È il penultimo giorno di questo 2025, e i miei pensieri si rincorrono come fogli mossi dal vento: da un lato le preparazioni culinarie del Capodanno imminente, dall’altro i bilanci di un anno che si sta sfilando dalle mani.
Due mondi che nulla hanno in comune, eppure convivono nella mia testa come coinquilini rumorosi. Il mio cervello, a volte, sembra davvero una macchina da flipper: luci, rimbalzi, traiettorie imprevedibili.
Dicono che sia multitasking. Io dico che è sopravvivenza.
Ripasso mentalmente dispensa, frigorifero, padelle, stoviglie, e soprattutto le richieste – o pretese – dei commensali:
chi senza formaggio ma con le cipolle sì,
chi con formaggio ma le cipolle no,
e poi io, che inevitabilmente farò confusione.
Vi farò sapere che forma prenderanno le mignolate e come riuscirò a distinguerle, una dall’altra, prima che finiscano divorate.
In ogni caso, saranno un successo. Succulento, se non altro.
Con questi pensieri ingombranti che mi fanno da corteo, il mio sguardo fissa a terra – non si sa mai, visto la mia carriera da scivolatrice- noto che il marciapiede brilla.
Brilla davvero.
Lo osservo, lo ammiro, mentre i miei passi – ormai milanesizzati, rapidi, decisi – entrano ed escono dal mio campo visivo: destra, sinistra, destra…
E mi domando da dove arrivi quella luce.
Che meraviglia, penso.
Che incanto.
Non faccio in tempo a realizzare che è il ghiaccio, figlio dell’umidità e del gelo della notte, che il mio piede sinistro scivola su un tombino di scolo.
E in un istante mi ritrovo a terra, con il naso a pochi millimetri dalla geometria delle piastrelle del marciapiede, che ora posso studiare con un’attenzione quasi archeologica.
Vabbè. Che sia l’ultimo capitombolo dell’anno, almeno questo.
Il 2025 è stato un anno né buono né cattivo, come molti degli ultimi.
Ho incontrato persone: alcune camminano ancora accanto a me, altre hanno preso strade diverse; alcune mi hanno ferita e me ne sono allontanata, altre mi hanno offerto serenità, sostegno, presenza.
Tutte, in un modo o nell’altro, hanno lasciato un’impronta su ciò che sono oggi.

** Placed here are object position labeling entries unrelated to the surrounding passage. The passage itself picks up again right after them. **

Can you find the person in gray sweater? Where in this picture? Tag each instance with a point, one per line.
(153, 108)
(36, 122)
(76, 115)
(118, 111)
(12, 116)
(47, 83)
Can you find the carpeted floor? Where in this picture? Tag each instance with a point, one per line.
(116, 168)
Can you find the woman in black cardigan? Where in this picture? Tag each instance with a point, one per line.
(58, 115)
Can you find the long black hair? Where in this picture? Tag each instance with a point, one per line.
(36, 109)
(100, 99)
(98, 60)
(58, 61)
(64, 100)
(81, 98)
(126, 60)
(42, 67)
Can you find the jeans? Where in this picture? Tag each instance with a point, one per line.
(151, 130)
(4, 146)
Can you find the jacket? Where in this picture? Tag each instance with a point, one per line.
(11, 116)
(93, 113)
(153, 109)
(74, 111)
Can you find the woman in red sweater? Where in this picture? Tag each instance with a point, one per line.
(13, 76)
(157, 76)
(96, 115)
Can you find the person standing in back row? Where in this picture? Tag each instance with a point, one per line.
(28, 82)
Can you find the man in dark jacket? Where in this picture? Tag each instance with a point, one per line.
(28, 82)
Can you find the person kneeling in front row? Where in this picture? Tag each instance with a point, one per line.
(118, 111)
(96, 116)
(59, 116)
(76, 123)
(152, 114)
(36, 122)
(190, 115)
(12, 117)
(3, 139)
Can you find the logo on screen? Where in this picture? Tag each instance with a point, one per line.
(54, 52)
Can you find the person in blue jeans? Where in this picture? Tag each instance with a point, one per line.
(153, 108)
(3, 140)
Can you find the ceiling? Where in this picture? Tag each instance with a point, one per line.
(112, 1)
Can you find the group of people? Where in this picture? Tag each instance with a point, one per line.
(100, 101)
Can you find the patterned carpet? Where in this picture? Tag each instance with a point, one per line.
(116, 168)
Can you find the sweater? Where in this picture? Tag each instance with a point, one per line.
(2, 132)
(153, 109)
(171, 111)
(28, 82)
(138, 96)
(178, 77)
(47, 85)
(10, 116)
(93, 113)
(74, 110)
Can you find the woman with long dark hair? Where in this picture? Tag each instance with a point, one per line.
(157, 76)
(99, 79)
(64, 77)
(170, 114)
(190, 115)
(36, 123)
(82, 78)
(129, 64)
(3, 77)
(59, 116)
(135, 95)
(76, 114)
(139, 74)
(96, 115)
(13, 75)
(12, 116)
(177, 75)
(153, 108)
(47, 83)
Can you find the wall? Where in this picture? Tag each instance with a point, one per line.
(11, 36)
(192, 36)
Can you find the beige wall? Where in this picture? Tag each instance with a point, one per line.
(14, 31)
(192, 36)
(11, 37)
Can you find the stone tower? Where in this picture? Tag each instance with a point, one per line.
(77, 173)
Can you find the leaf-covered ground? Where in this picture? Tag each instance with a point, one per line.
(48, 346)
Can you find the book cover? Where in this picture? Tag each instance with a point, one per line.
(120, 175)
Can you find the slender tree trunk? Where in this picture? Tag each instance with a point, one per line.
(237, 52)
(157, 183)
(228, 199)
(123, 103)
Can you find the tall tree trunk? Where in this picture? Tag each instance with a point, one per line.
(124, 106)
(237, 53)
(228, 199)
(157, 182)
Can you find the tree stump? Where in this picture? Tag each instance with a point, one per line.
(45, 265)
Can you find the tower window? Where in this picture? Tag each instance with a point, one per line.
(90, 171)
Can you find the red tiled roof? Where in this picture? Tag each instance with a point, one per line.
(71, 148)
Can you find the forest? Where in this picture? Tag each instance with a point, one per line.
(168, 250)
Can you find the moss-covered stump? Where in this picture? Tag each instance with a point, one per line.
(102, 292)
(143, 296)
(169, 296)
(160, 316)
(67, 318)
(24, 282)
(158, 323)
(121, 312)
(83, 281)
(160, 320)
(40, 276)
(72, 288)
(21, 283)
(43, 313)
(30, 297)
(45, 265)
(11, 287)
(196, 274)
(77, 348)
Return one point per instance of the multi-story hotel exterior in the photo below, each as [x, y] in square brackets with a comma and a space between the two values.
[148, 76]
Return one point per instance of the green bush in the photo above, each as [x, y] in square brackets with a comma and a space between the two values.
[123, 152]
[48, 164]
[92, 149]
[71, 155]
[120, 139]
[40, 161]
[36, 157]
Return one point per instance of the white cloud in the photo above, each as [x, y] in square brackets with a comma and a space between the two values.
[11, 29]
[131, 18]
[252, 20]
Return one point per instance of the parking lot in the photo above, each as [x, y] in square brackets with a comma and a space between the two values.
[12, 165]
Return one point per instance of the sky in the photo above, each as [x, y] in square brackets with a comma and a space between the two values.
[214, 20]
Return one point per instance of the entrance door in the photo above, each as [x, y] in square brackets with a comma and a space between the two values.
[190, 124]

Ho riso, ho amato, ho sopportato.
Ho pianto, ho abbracciato, ho baciato.
Ho gioito, mi sono emozionata.
Ho vissuto momenti di luce e momenti di angoscia.
Sono caduta, e ogni volta mi sono rialzata, con quella piccola ostinata speranza che abita il cuore e l’anima: domani è un altro giorno.
E un altro anno. Il 2026.
PS. Le mignolate? Un trionfo. Hanno conquistato tutti. Provare per credere
Il Mondo di Ketty – Colpo di coda del 2025
Cronache semiserie di un anno che scivola via.